Mid Iron Tips for Seniors

Mid Iron Tips for Seniors

To wrap things up, we would like to touch on a few points that are specific to senior golfers. For most seniors, it isn’t necessary to do things much differently than they’ve been doing them all along. Sure, you might not hit the ball quite as far as you used to, but other than that the game is the same regardless of your age. In fact, it can’t even be assumed that you have lost yardage just yet. Maybe you’ve improved your swing and picked up a few yards!

With regard to seniors playing mid iron shots, the ability to get the club to move down through the turf at impact is something that should be noted. Some senior golfers have issues with their hands and wrists, often related to arthritis. If that is an issue that affects you to some degree, it might be tough to take a big divot. That’s okay – you’ll just want to plan on picking the ball cleanly off the turf rather than digging down aggressively.

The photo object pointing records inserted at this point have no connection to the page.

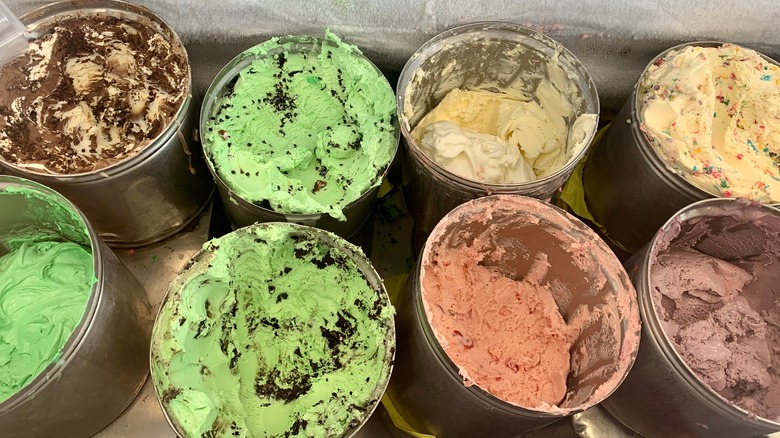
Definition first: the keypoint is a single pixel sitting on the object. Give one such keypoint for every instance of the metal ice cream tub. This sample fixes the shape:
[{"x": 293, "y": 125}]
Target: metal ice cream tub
[
  {"x": 428, "y": 387},
  {"x": 102, "y": 365},
  {"x": 149, "y": 196},
  {"x": 662, "y": 396},
  {"x": 628, "y": 187},
  {"x": 174, "y": 388},
  {"x": 243, "y": 212},
  {"x": 471, "y": 57}
]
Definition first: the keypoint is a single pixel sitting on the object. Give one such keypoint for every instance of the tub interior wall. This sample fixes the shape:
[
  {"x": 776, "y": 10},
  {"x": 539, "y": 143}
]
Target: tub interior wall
[{"x": 613, "y": 39}]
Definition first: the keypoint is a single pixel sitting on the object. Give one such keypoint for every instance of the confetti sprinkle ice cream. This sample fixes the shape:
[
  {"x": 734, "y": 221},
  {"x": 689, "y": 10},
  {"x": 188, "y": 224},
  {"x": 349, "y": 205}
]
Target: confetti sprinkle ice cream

Another thing to keep in mind is the importance of the golf ball you choose to play as a senior golfer. If you have lost a bit of swing speed, try picking out a softer golf ball that will provide you with plenty of spin even if you don’t smash down through impact. We talked earlier about hitting the ball higher, and the ball you opt for can play an important role in that equation, as well. With the right ball, the right equipment, and the right technique, it should be possible for you to get the ball up off the ground at least enough to stop it promptly when it lands.

There are few feelings in the game of golf quite as satisfying as striking a great mid iron shot up to within a few feet of the hole. Quality approach shots with wedges are relatively common, so they don’t quite offer the same thrill as a six- or seven-iron that stops within tap-in range. We hope the advice in this article will help you produce some of your best mid iron play as a senior golfer. Good luck!